Saturday, August 20, 2005

Book Review - "The Sojourn."

The Sojourn
by Alan Cumyn

Sixty-four thousand Canadian servicemen were killed during the First World War, mostly while fighting along the Western Front in Flanders. Canada sent an army of half a million volunteers to serve in that apocalyptic "war to end all wars," so it is odd that very few novels have been written since about their experiences. Only four come to mind – Generals Die In Bed by Charles Harrison, All Else Is Folly, by Peregrine Acland, Why Stay We Here by George Godwin, and The Wars by Timothy Findley. But now we can read a new one that is probably the finest of the lot, The Sojourn, by prize-winning Ottawa author Alan Cumyn.
Already named as a Globe & Mail Notable Book of the Year, The Sojourn follows the adventures of Ramsay Crome, a young private soldier from Victoria, BC, serving with the 7th Canadian Pioneers in the Ypres Salient in 1916. We follow him though mortal danger, constant shellfire, occasional black humour, memories of an idyllic Vancouver Island childhood, and his final anguished recognition that continuing to fight has become a matter of personal honour. The novel covers only a period of three weeks during the Great War, portraying Crome's experiences amid brutal warfare relieved by his 10-day sojourn from the battlefield, on leave in London.
Cumyn presents it all in a matter-of-fact way, using spare clear language whose understatedness emphasizes the horrors it depicts. He writes his story in the present tense, a style that gives a sort of rushing you-are-there immediacy to the narrative. The author obviously did his homework about the vile conditions in the trenches. He describes "The fields of France and Belgium, where all the trees are shattered stumps, and the air is choked with smoke and fire a million times blacker than London on its worst winter's day, and the stench of bodies makes the factory smell like apple blossoms, and the gas hangs low in trenches and turns them into swamps of death."
This nightmare is interrupted by notification of some home leave, which makes Crome look at himself and his comrades differently. "Just before I leave, a section of new recruits comes through for their showers. I know they're new because of how clean, bright-eyed, undamaged they look. They stand too straight, laugh too loud, take over the place as if it's their private party. How cocky and stupid they seem."
Within a few hours, Crome is whisked by train and Channel ferry from the hellish trenches to the peaceful gaiety of London. He is welcomed into the home of his aunt and uncle and their two flibberty-gibbet young daughters. His kindly aunt is squeamish about niceties, while his uncle is a blustering super-patriot, seemingly oblivious to the appalling daily casualties that eventually consumed 800,000 British lives. Crome is attracted to one of his cousins; an outspoken pacifist who cannot comprehend the front-line troops did not have the option of laying aside their weapons to negotiate peace.
'"The war is swallowing everything,' Margaret says to me.' "It's like a great omnivorous beast from which nothing is safe.
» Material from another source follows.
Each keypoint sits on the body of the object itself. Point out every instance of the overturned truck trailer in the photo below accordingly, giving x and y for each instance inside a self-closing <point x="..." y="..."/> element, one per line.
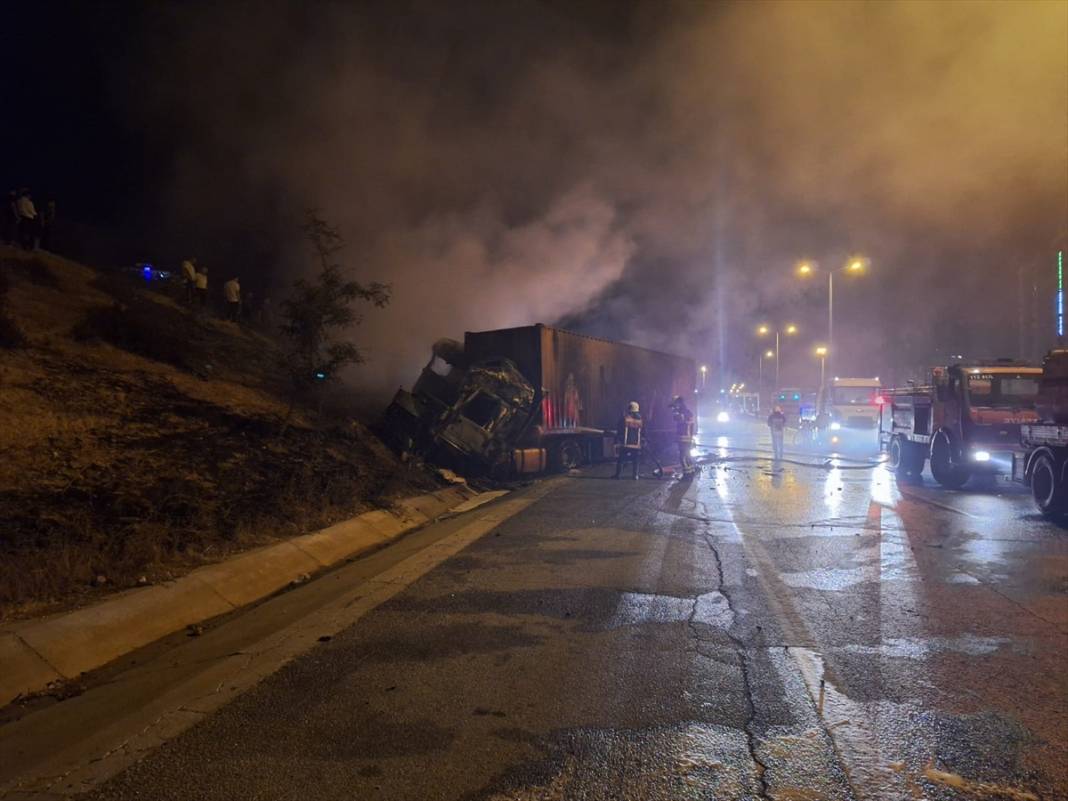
<point x="533" y="398"/>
It affects what we eat, what we talk about, what we dream at night, our first thoughts in the morning. I'm sick of it!"'
'"We'll win it," I say quietly, '"We're going to win it soon."'
A hot bath and breakfast of scrambled eggs seems miraculous, and he finds it hard to adapt to other simple comforts. His relatives take him out on merry sight-seeing tours, but the sudden contrast between the muddy trenches in Flanders and ordinary daily routine in London shocks Crome deeply. He finds it hard to comprehend the taken-for-granted lack of fear and casual enjoyments, bright lights, and music-halls. Even Zeppelin air-raids do not seem to much dent Londoners' sense of security. Grateful as he is for his family's kindness, he finds their home-front attitudes to be stifling and alien. Comrades had told him how London was "a public brothel" with easy women available everywhere. Yet he finds no interest in pursuing them, and deals with an unexpected sexual offer only with embarrassment.
On his last day's leave, Crome arises early, somehow compelled to return to the dreaded front without delay. There, he is plunged again into brutal combat, scenes vividly told with still greater intensity. Alan Cumyn's The Sojourn is a uniquely splendid novel that enables us to grasp the enormous void of perception of war experiences that can never be bridged between soldier and civilian.

Victoria author Sidney Allinson is Branch Chairman of
Pacific Coast Branch, The Western Front Association.